In high TB burden countries such as India, despite the program’s recommendation for screening and treating HCWs for TBI, it has not been implemented yet [32]. The HCWs have repeated exposure to TB patients, especially in an overcrowded tertiary care setting where they experience severe forms of TB (occupational risk). Annual screening for TB disease and administration of TPT for those with TBI may be considered for HCWs. Recent advancements in TBI diagnostics, which have the advantages of IGRA and TST, like Cy-TB, can be explored for surveillance amongst HCWs [33]. As IGRA is expensive and has a low predictive ability to identify the progression from infection to disease, developing cost-effective and accurate diagnostic tests for TBI detection should be encouraged. In addition, there is a need for the invention of biomarkers that help distinguish between prior exposures treated for TBI and new exposures among HCWs.
Risk factors must be considered before initiating Tuberculosis Preventive Treatment (TPT) in this group. A tool developed by Menzies et al. has accounted for various risk factors (age, DM, co-morbidities, BCG status, any recent contact with TB patients, and country of birth) that state the probability of an individual having TB in the future [34]. Periodic testing for TBI and an annual update of the risk factors mentioned above help the physician decide on initiating TPT. In addition to administering TPT, compliance with certain infection control measures, such as mandating the use of masks by presumptive TB patients, respirators by the HCWs within the hospital campus, and proper crowd management in the OPD area, will reduce transmission in the healthcare setting. Periodical environmental audits to assess the CO_2_ levels will aid us in crowd management at the OPDs, which will, in turn, impact the reduction of TB incidence [35,36,37]. Also, specific engineering control measures such as improved ventilation and UV sterilization, particularly in high-risk clinical areas, could also limit the infection.

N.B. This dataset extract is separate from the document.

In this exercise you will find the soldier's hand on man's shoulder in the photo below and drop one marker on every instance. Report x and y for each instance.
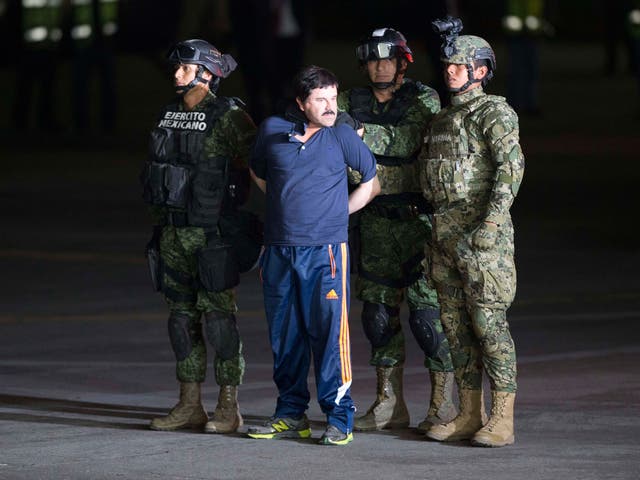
(484, 236)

Strengths and limitations: A representative sample of HCWs was chosen for this study using stratified random sampling. The techniques for estimating blood glucose levels (HbA1c) and detecting TBI (IGRA) are the most valid measures currently available. The study was not powered enough to determine the factors associated with TBI, as the sample size was primarily calculated to determine the prevalence of TBI. Social desirability bias cannot be ruled out while evaluating alcohol and tobacco usage. We relied upon the self-reported data to determine the extent of TB exposure.
5. Conclusions
More than one-third of the HCWs had LTBI at baseline. A one-year follow-up revealed that one in ten exhibited reversions of IGRA, suggesting potential immune clearance. About one in 20 had a conversion of IGRA, highlighting the persistent TB exposure to the HCWs. These findings underscore the critical need for comprehensive LTBI screening and targeted preventive measures for HCWs in high TB burden settings such as India.